The seventh edition of Frieze New York opened to VIPs Wednesday morning, featuring a new layout for its Randall’s Island tent that arranged the 190 galleries from 30 countries into a long line, separated by clusters. As soon as the doors swung open at 10:00 AM, a scrum of collectors, advisors, curators and high-profile attendees stormed the two entrances to take in the architectural restructuring (the revamp was planned by Universal Design Studio—the same firm that built the tent that houses Frieze London). The crowds were greeted by highlights such as Pierre Huyghe’s massive glowing cube L'Expédition Scintillante, Acte 2, Untitled (Light Box) (2002) at the Marian Goodman Gallery booth, and Bruce Nauman’s complex wood and plaster installation Dead End Tunnel Folded into Four Arms with Common Wall (1980-87), which the gallery said took a dozen art handlers to put in the booth.

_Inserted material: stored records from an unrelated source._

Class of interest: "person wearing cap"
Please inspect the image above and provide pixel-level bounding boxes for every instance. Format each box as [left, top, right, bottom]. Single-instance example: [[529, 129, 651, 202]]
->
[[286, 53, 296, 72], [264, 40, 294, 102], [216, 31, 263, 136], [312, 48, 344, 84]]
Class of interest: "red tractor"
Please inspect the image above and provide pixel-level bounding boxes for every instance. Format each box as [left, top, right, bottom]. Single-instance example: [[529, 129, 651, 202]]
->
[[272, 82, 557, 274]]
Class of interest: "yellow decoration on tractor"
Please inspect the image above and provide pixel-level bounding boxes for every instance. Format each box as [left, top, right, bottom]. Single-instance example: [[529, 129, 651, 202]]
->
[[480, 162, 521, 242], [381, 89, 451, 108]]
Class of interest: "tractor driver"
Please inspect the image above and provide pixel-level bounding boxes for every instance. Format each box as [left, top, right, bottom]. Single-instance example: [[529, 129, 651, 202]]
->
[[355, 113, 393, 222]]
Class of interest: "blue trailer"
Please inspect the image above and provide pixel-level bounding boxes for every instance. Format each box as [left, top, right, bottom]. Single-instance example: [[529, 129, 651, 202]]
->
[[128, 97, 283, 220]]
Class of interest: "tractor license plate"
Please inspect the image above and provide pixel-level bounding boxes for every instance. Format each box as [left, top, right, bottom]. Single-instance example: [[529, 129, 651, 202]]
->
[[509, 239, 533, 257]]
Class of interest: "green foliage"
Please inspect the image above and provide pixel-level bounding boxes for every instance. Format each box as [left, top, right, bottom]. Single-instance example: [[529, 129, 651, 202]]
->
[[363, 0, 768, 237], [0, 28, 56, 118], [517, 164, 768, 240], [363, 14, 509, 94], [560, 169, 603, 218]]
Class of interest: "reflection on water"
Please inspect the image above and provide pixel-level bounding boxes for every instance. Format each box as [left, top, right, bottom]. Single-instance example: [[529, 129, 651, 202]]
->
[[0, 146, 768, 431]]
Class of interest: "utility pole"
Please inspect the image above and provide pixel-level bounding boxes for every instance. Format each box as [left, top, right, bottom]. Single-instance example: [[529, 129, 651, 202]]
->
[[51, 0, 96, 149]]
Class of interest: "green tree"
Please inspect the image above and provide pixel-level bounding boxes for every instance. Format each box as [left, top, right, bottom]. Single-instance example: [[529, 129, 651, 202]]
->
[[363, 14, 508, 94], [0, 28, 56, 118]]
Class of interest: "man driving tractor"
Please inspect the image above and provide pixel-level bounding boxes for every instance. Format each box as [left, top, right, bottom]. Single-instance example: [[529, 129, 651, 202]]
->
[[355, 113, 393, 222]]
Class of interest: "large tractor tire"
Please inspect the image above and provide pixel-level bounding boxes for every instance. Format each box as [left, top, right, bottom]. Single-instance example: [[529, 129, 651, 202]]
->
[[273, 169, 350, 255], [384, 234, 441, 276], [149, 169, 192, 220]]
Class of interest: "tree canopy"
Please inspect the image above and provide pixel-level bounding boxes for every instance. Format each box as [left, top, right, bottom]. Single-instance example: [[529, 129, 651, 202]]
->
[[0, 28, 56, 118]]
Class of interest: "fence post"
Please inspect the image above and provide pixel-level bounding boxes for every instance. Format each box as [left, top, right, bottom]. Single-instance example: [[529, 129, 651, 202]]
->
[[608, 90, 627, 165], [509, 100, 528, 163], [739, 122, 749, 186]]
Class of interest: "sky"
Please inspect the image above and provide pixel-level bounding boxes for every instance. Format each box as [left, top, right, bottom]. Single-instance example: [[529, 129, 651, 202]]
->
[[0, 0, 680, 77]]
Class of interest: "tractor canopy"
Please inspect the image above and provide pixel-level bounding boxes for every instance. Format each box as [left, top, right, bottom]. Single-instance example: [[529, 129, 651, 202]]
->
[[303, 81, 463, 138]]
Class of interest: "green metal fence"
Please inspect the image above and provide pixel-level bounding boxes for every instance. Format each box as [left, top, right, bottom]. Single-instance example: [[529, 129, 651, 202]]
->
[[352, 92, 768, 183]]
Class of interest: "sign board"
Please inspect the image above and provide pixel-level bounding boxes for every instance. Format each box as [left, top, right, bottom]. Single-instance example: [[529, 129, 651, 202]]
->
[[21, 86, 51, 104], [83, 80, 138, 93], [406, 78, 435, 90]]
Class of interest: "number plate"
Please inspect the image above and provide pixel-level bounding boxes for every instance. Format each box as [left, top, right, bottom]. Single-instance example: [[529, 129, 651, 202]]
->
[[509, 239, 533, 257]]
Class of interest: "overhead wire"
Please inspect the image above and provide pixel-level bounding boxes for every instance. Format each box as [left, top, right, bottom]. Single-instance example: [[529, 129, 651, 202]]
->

The Nauman is on sale for $8.5 million, but had not yet found a buyer, despite a lot of interest from a variety of institutions, the gallery said. But some work had sold in the fair’s opening hours. David Zwirner had sold nearly all of its work by the artist Josh Smith, who’s new to the gallery’s stable. The large works were going for $100,000. And 26 works by David Hockney at Pace Gallery—all made on his iPhone and iPad—sold for $26,000 each. But it was early, and there were plenty of collectors on hand to pick up more work as the day went on. Collector Maja Hoffmann was investigating new work by Arthur Jafa in the Gavin Brown’s Enterprise booth, Marieluise Hessel was on hand to have a chat with Sean Kelly in his booth in the afternoon, and billionaire arts patron (and, of course, former mayor) Michael Bloomberg was chatting up dealers. The artist Chuck Close made an appearance by the Skarstedt booth, a rare public foray into the art world for the photographer who was accused of sexual harassment late last year. And KAWS was spotted stalking the fair aisles with the actor John Krasinski. Perhaps the star of “The Office” was checking out the Randall’s Island iteration of Frieze ahead of the fair’s debut in January in a location more familiar for actors: Hollywood.